No DNA analysis on exhumed bodies

HARARE - Zanu (PF) has declined to have DNA analysis to identify the 260 excavated bodies it claims are genocide victims from the Smith regime.

The Fallen Heroes of Zimbabwe Trust claims the bodies, excavated from a disused mine in Ruya village, Mt Darwin, are victims of Ian Smith’s genocide, but there is widespread suspicion that the bodies are in fact victims of Zanu (PF)’s 2008 genocide, when the party agents slaughtered MDC supporters.

Curiously, Zanu (PF) has identified the bones and even attached names to some of them, although there has been no DNA matching done. Its not clear how Zanu (PF) has managed to do this, given that human remains were buried in a mass grave, making positive identifications difficult.

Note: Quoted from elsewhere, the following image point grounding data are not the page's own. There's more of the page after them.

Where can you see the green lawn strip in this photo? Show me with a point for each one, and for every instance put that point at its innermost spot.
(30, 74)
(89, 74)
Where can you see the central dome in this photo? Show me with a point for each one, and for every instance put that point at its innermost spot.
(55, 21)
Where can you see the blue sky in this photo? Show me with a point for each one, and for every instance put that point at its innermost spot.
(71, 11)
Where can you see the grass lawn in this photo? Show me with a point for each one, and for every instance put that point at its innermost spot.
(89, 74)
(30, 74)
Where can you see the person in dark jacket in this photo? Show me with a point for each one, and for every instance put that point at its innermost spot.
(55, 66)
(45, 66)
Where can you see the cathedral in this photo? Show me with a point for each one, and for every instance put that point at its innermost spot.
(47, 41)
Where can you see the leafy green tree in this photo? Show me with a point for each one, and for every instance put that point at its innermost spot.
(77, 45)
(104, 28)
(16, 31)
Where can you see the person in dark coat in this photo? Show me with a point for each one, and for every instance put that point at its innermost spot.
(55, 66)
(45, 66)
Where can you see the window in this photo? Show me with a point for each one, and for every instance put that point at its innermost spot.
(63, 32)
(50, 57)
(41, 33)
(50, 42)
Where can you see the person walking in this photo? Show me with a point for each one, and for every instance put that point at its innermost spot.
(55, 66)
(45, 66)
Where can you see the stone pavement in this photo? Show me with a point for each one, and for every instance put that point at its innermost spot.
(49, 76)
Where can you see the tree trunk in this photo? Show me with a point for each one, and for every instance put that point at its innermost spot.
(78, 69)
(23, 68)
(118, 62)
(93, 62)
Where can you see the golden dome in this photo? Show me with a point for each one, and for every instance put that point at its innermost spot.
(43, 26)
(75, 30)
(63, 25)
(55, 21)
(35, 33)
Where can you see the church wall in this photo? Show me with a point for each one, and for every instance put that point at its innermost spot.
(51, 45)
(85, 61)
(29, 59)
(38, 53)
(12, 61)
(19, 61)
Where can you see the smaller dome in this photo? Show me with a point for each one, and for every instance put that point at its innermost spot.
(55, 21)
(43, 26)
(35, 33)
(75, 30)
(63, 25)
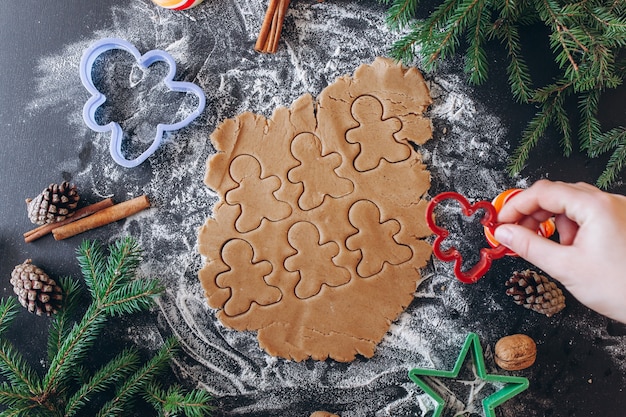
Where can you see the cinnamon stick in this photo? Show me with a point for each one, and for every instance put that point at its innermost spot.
(272, 26)
(102, 217)
(41, 231)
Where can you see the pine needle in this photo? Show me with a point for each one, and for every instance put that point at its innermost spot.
(585, 39)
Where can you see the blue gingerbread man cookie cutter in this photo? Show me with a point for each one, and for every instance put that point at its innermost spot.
(97, 98)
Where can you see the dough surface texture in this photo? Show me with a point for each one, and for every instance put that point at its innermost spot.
(319, 234)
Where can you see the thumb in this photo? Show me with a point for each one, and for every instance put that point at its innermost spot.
(536, 249)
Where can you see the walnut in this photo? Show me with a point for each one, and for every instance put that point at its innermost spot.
(515, 352)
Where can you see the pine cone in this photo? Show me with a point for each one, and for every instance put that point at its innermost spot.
(535, 292)
(35, 289)
(55, 203)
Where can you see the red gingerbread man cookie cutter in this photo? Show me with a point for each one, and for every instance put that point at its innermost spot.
(489, 222)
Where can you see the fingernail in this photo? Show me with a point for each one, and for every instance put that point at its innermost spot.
(503, 235)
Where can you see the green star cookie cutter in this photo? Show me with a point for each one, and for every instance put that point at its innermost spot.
(513, 385)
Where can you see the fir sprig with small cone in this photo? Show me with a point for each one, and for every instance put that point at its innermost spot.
(68, 387)
(535, 292)
(35, 290)
(55, 203)
(585, 37)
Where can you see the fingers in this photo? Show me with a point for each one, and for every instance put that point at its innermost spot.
(544, 253)
(567, 229)
(545, 198)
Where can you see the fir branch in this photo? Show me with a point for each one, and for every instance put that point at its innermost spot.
(139, 380)
(91, 261)
(22, 411)
(476, 58)
(531, 135)
(444, 43)
(8, 312)
(113, 372)
(589, 124)
(586, 39)
(14, 397)
(617, 161)
(68, 385)
(16, 370)
(607, 141)
(123, 260)
(62, 323)
(74, 348)
(517, 70)
(173, 401)
(132, 297)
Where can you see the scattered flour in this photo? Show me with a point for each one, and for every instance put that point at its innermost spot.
(212, 45)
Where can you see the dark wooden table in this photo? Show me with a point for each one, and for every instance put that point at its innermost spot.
(581, 365)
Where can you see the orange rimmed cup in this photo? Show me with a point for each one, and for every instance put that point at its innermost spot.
(545, 229)
(177, 4)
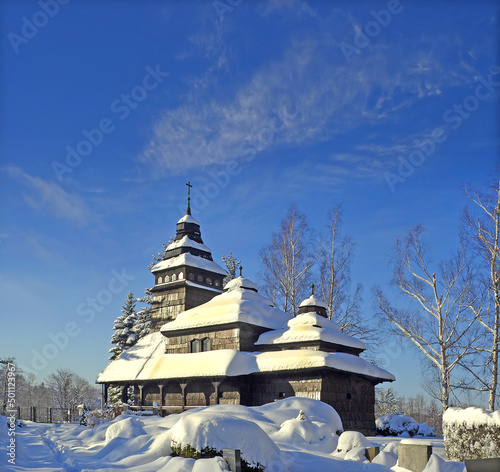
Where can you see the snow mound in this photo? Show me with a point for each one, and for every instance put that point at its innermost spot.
(438, 464)
(210, 431)
(352, 441)
(385, 458)
(127, 428)
(306, 434)
(402, 426)
(290, 407)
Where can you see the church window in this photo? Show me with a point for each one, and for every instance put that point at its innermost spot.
(206, 344)
(195, 345)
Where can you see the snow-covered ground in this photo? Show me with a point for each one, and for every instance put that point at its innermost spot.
(292, 435)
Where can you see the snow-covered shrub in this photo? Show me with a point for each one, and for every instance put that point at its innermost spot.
(352, 446)
(402, 426)
(207, 433)
(99, 416)
(471, 433)
(307, 434)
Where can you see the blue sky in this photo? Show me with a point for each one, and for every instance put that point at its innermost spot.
(108, 108)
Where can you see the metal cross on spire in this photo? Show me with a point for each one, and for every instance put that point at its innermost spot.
(188, 211)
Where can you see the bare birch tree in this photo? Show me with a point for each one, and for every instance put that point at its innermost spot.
(287, 262)
(485, 232)
(335, 256)
(440, 325)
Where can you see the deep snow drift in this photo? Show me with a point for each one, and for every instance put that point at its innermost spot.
(291, 435)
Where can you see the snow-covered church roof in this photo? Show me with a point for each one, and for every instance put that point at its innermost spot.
(189, 260)
(240, 302)
(147, 360)
(309, 327)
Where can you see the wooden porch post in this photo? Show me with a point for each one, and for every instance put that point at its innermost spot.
(183, 388)
(216, 387)
(160, 386)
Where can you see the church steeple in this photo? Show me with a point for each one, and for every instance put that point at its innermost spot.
(188, 209)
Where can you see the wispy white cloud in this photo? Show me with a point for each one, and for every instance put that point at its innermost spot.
(49, 196)
(307, 96)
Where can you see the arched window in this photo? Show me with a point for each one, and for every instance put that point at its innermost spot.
(206, 344)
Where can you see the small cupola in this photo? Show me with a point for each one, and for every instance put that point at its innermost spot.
(241, 282)
(313, 305)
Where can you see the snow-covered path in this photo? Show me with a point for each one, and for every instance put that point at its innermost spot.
(32, 451)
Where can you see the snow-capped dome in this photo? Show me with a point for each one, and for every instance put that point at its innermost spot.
(310, 326)
(238, 304)
(188, 219)
(313, 301)
(241, 282)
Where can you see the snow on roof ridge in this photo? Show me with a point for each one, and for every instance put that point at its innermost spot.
(189, 260)
(147, 360)
(309, 327)
(186, 241)
(236, 305)
(188, 219)
(312, 301)
(241, 282)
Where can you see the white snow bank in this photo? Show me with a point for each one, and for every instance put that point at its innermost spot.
(402, 426)
(314, 436)
(312, 301)
(310, 327)
(351, 439)
(214, 430)
(438, 464)
(472, 416)
(128, 428)
(235, 305)
(189, 260)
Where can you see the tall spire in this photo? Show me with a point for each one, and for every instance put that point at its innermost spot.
(188, 209)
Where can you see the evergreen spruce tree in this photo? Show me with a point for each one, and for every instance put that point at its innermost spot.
(124, 335)
(232, 265)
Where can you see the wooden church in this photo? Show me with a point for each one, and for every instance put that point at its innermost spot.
(212, 344)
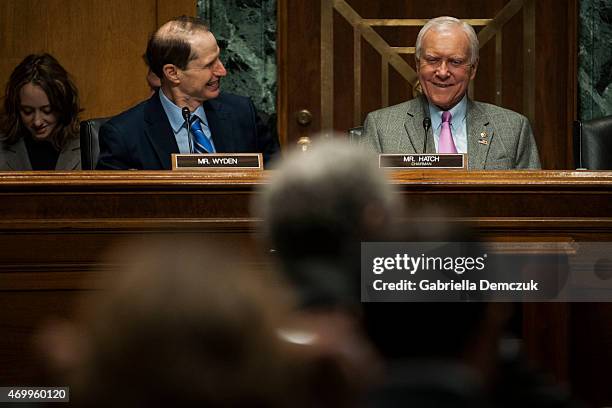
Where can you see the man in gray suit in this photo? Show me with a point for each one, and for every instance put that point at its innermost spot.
(444, 119)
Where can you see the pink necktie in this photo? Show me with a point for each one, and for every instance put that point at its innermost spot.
(446, 144)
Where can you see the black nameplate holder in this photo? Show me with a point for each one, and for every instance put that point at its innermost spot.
(423, 161)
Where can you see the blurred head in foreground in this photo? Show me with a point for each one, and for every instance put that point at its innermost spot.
(317, 209)
(183, 326)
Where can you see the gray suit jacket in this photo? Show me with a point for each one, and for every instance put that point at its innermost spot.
(15, 157)
(510, 142)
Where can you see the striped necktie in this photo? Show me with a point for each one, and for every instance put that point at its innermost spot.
(446, 144)
(202, 144)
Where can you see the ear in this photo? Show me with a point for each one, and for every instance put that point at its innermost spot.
(172, 73)
(474, 69)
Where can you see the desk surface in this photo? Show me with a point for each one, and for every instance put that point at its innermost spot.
(54, 225)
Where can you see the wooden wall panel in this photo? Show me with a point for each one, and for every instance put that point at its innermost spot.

The Trust, which operates from the Zanu (PF) headquarters, claims it was formed to help government to identify victims of wartime conflicts. The spokesman, Gumisiro Dhliwayo, told The Zimbabwean its primary role was to ensure the cooperation of governments in locating and identifying those who had disappeared during armed conflict or as a result of human rights violations. But the Trust has defied calls to carry out a similar exhumation at Bhalagwe Camp in Matabeleland where Gukurahundi victims are buried in a mass grave.

Methuseli Moyo, spokesperson for Zapu, said while it was commendable to rebury victims of genocide, his party was surprised at the selective exhumations. “Gukurahundi was worse,” Moyo said, adding Mugabe did not want to acknowledge the atrocities committed by his own army in Matabeleland where an estimated 20,000 people were killed.

Given widespread scepticism, journalists were eager to use DNA as a first step in the identification of missing persons to corroborate Zanu (PF)’s Mt Darwin claims. By matching DNA from blood of living relatives to DNA from bones of exhumed remains, it is easy to identify large numbers of missing persons.

Zanu (PF) has used the bodies to ratchet up propaganda against “imperialism and colonialism.” Chief Exhumer of the Trust, Jimmy Motsi said there were still more than 400 bodies in the mine shaft.